St-Gall: Mgr Büchel peut s’imaginer que les femmes accèdent au diaconat
Un pas en direction de la prêtrise
St-Gall, 25 avril 2011 (Apic) Il pourrait s’imaginer que l’accès des femmes au diaconat constitue un pas en direction de leur ordination sacerdotale. Cette affirmation de Mgr Markus Büchel, évêque de St-Gall, dans les bulletins paroissiaux de son diocèse, a été largement répercutée dans la presse suisse à Pâques.
La pression dans la question de l’ordination des femmes à la prêtrise est «énorme», a affirmé l’évêque dans une interview. Il est plus facile «de discuter de l’éventuel mariage du prêtre que d’une tradition qui n’a jamais existé dans l’Eglise catholique romaine». Mais il faut trouver des pas pour y accéder. «Je pourrais m’imaginer que le diaconat des femmes peut constituer un tel pas», a affirmé Mgr Büchel.
Mais en même temps, il faut avoir de la compréhension si cette question n’est pas résolue demain. On ne peut toutefois pas l’esquiver, estime l’évêque. C’est vrai qu’il a été dit une fois qu’on ne devait pas en discuter. Mais «cela serait extrêmement difficile dans notre société actuelle. On ne peut plus se le permettre.»

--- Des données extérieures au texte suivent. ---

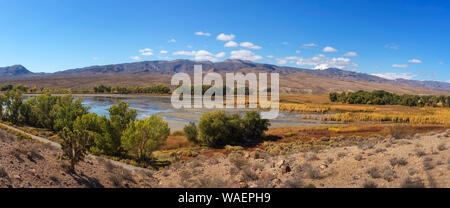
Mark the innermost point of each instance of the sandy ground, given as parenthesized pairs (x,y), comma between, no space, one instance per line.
(420,161)
(423,161)
(175,125)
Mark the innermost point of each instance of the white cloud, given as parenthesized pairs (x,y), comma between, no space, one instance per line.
(351,53)
(390,75)
(392,46)
(416,61)
(400,65)
(146,52)
(184,53)
(231,44)
(282,61)
(329,49)
(245,55)
(201,55)
(250,45)
(224,37)
(203,34)
(319,62)
(309,45)
(221,55)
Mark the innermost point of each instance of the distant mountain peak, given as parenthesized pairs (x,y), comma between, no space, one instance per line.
(14,71)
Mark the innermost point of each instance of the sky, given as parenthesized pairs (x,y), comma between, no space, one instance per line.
(388,38)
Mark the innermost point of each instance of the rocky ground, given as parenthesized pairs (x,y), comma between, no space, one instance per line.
(420,161)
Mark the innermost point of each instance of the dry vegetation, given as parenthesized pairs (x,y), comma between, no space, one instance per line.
(26,163)
(345,161)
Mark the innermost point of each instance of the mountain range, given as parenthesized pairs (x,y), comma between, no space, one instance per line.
(19,74)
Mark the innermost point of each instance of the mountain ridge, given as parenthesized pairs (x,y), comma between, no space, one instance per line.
(229,65)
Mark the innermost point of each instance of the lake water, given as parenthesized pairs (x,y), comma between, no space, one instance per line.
(147,106)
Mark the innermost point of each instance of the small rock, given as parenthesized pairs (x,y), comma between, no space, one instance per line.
(280,163)
(276,181)
(285,169)
(266,176)
(254,155)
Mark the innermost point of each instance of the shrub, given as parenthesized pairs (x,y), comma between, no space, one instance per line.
(3,173)
(75,145)
(359,157)
(420,152)
(191,132)
(427,163)
(218,129)
(178,133)
(398,161)
(373,172)
(389,174)
(142,137)
(412,183)
(369,184)
(399,131)
(254,126)
(441,147)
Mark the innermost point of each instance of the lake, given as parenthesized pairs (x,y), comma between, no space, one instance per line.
(147,106)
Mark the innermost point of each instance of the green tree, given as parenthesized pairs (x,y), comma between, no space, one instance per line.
(142,137)
(254,126)
(42,107)
(218,129)
(2,103)
(120,116)
(191,132)
(66,111)
(99,127)
(13,103)
(75,145)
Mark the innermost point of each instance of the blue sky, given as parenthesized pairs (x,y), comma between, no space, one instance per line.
(408,39)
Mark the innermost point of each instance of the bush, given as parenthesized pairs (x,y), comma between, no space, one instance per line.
(254,126)
(369,184)
(142,137)
(412,183)
(191,132)
(399,131)
(75,145)
(373,172)
(218,129)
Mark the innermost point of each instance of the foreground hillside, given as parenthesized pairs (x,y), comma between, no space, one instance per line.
(296,83)
(419,161)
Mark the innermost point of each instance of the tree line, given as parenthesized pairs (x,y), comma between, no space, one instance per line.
(120,134)
(381,97)
(225,90)
(157,89)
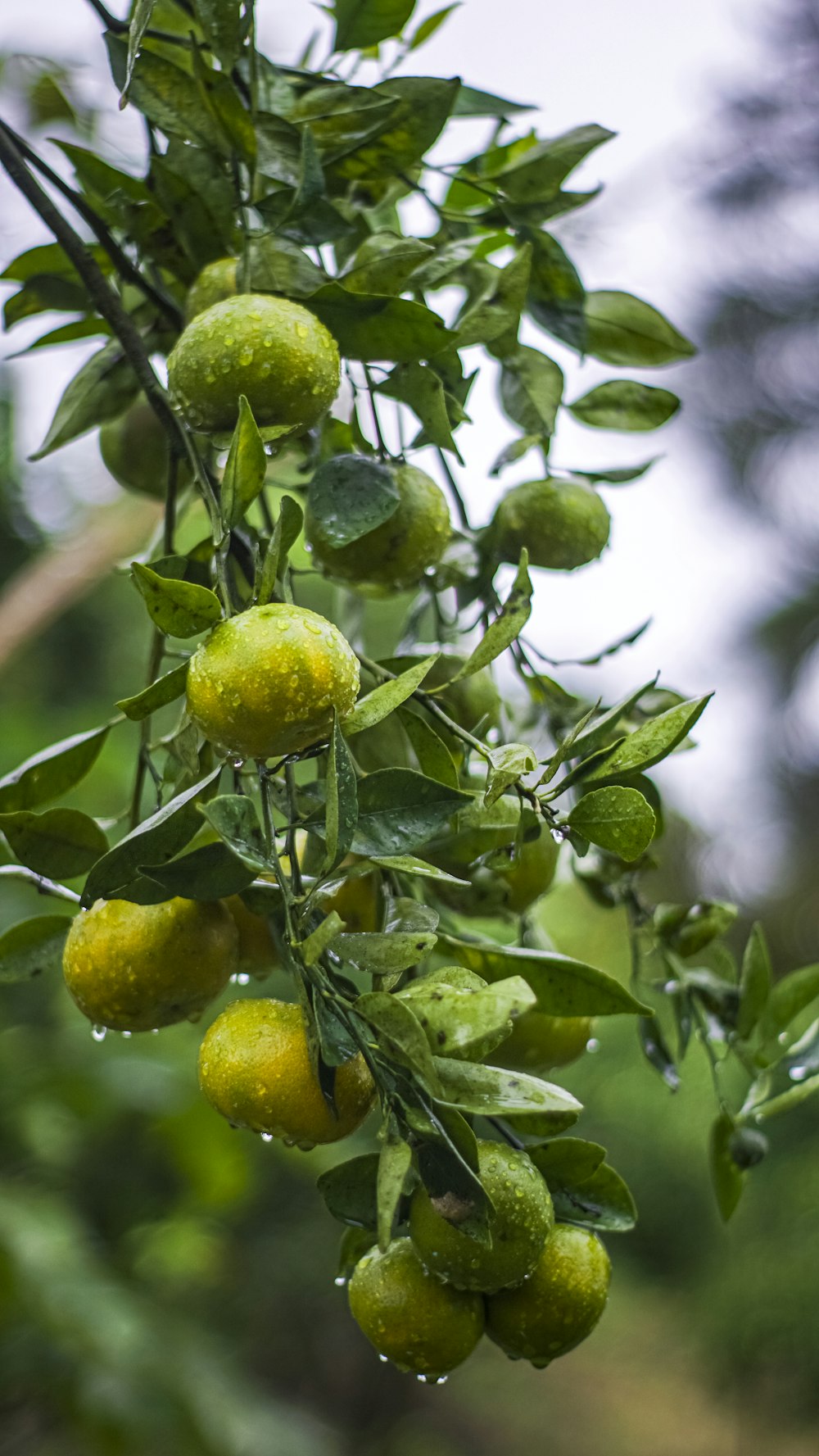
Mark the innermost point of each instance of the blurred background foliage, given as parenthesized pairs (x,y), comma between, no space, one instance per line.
(166,1285)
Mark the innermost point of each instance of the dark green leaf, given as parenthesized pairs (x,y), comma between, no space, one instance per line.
(350,497)
(60,843)
(627,331)
(650,743)
(726,1177)
(532,389)
(563,986)
(52,772)
(286,532)
(395,1162)
(101,391)
(153,841)
(397,811)
(210,873)
(623,404)
(350,1191)
(507,626)
(494,1092)
(32,946)
(361,24)
(386,698)
(157,695)
(176,607)
(616,819)
(755,982)
(378,328)
(243,474)
(342,800)
(234,819)
(383,264)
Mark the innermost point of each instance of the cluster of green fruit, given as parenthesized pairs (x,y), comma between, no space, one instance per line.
(286,363)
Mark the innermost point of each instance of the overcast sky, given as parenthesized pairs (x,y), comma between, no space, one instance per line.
(654,73)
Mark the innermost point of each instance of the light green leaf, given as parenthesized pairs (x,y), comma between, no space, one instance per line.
(616,819)
(386,698)
(176,607)
(245,469)
(60,843)
(627,331)
(623,404)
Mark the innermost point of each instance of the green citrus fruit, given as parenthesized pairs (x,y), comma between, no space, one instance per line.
(271,350)
(256,946)
(519,1225)
(266,680)
(395,555)
(214,284)
(412,1318)
(559,1305)
(562,523)
(540,1043)
(137,967)
(136,451)
(255,1069)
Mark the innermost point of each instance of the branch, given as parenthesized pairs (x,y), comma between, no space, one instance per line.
(125,268)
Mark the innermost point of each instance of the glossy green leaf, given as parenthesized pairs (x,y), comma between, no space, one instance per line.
(361,24)
(507,626)
(350,1191)
(374,328)
(32,946)
(563,986)
(623,404)
(494,1092)
(397,811)
(286,533)
(726,1178)
(176,607)
(245,470)
(650,743)
(210,873)
(234,819)
(383,264)
(532,389)
(350,497)
(157,695)
(156,841)
(341,803)
(627,331)
(101,391)
(60,843)
(52,772)
(755,982)
(616,819)
(387,696)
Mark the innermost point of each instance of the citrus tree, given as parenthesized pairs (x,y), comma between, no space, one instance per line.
(326,778)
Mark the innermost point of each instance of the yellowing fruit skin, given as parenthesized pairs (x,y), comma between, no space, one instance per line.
(256,948)
(559,1305)
(562,523)
(266,680)
(414,1319)
(540,1043)
(134,450)
(214,284)
(137,967)
(255,1069)
(395,555)
(271,350)
(519,1225)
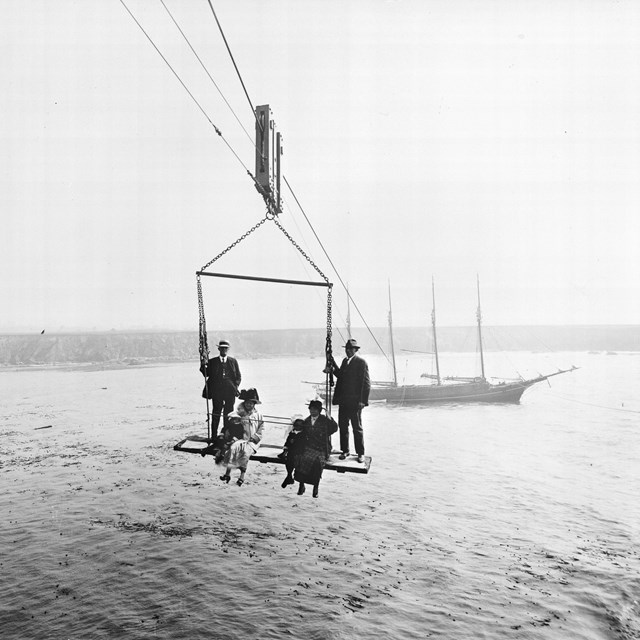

L’Eglise universelle doit évoluer afin que tout ne soit pas décidé de façon centralisée, affirme l’évêque de St-Gall. «Nous devrions demeurer dans l’unité, mais pas dans l’uniformité partout».
Mgr Büchel plaide ensuite pour une plus grande reconnaissance de l’apport de la femme dans l’Eglise. «L’influence des femmes dans nos équipes pastorales n’est pas du tout perçue de l’extérieur. Déjà la culture dans une équipe est différente lorsque des femmes en font partie», a-t-il lancé dans l’interview.
«Mgr Büchel brise le tabou des femmes prêtres»
Les propos de l’évêque de St-Gall ont provoqué de nombreuses réactions dans la presse en Suisse. «Mgr Büchel brise le tabou des femmes prêtres», titre le quotidien Le Matin le 25 avril sur son site internet. «A son niveau, il s’agit d’une bombe», poursuit le journal romand. «Car, si les déclarations de Markus Büchel, évêque de Saint-Gall, dans le dernier numéro de Pfarrei Forum, la gazette de l’évêché, ne sonnent en rien comme un appel à la révolte, elles ne manqueront pas de relancer un débat que l’Eglise catholique romaine a, pour l’heure, refusé d’empoigner: celui de l’ordination des femmes».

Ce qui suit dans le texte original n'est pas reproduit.